Die Probleme mit der Länge und dem Malek

Nachdem sich SPECTRE gefühlt drei Mal um die eigene Achse drehen musste, um den Shared-Universe-Ansatz der Werke plausibel zu machen, ist das Skript zu KEINE ZEIT ZU TÖTEN deutlich subtiler und cleverer beim Verflechten der verschiedenen Handlungsstränge, die sich teilweise seit CASINO ROYALE durch die Reihe ziehen.
Dass das Endergebnis ohne Abspann gut 150 Minuten dauert, ist dabei etwas schade, denn im Nachhinein fühlt sich gerade das zweite Drittel etwas gestreckt an. Die einzelnen Sequenzen sind für sich alle gut, wenn nicht sogar exzellent inszeniert. Doch eine weitere Skript-Überarbeitung hätte mit Sicherheit etwa zwanzig Minuten aus dem Film entfernen können, ohne wichtige Charakter-Momente ihrer Intensität zu berauben. Das Ganze wirkt, als sei es stark beeinflusst von der aktuellen Binge-Watching-Kultur der Marke „je länger, desto besser“, die leider in den letzten Jahren bei vielen Filmemachern das Gespür für pointiert-knappe Storys beinträgt hat.
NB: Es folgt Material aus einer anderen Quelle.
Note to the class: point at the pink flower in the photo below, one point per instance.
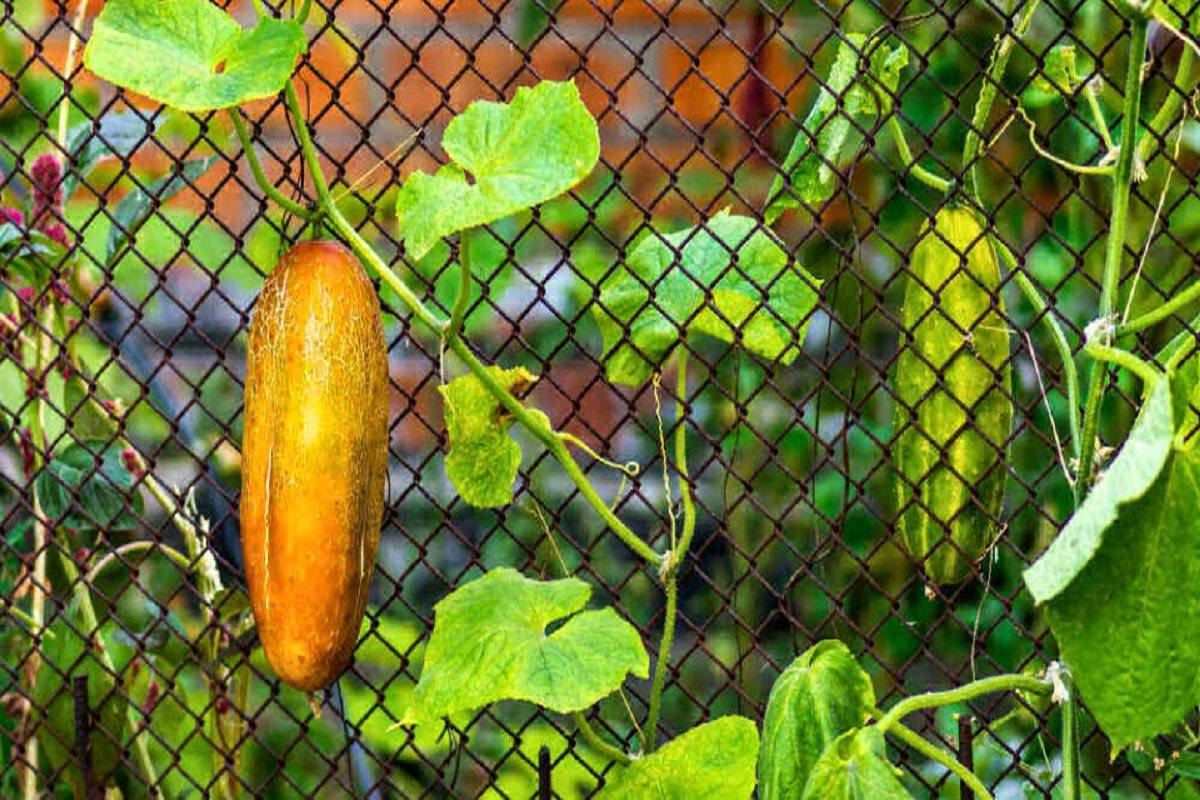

Ebenfalls ein paar Probleme hat Rami Maleks namens (und jetzt bitte nicht lachen) „Lyutsifer Safin“. Die meisten Menschen nennen ihn nur Safin, was den Schmunzel-Faktor dann etwas herunterschraubt. Ist Malek in seinen ersten Szenen, auch dank creepy Make-up, durchaus beeindruckend, so verliert er leider im Finale einigen Charme. Denn wenn er einmal anfängt, seine Beweggründe auszuposaunen, redet er zwar viel, ohne wirklich etwas von Substanz zu sagen. Auch hier hätte wohl ein kleiner Rewrite einiger Dialoge Wunder bewirken können.
Wer aber auf jeden Fall dank des Drehbuchs punktet ist Lea Seydoux als Medeleine, die in SPECTRE noch den Charme eines laffen Milchbrötchens hatte, aber dank Fukunaga nun deutlich mehr zu tun kriegt, sowohl emotional, als auch handlungsmäßig. Auch die gesamte MI-6-Crew wird sehr gut eingesetzt. Und eigentlich wäre Lashana Lynch als Nomi, die neue 007, der absolute Stand-out-Character des Films, der selbst eine schöne Entwicklung durchmacht und etliche charmante Momente hat, wenn da nicht Ana de Armas Paloma wäre. Sie schafft es in ihrem leider relativ kurzen Auftritt den Film komplett an sich zu reißen und wird innerhalb von einer Handvoll Dialogen und einer Actionszene zu einem der, wenn nicht dem besten „Bond-Girl“ der Craig-Ära.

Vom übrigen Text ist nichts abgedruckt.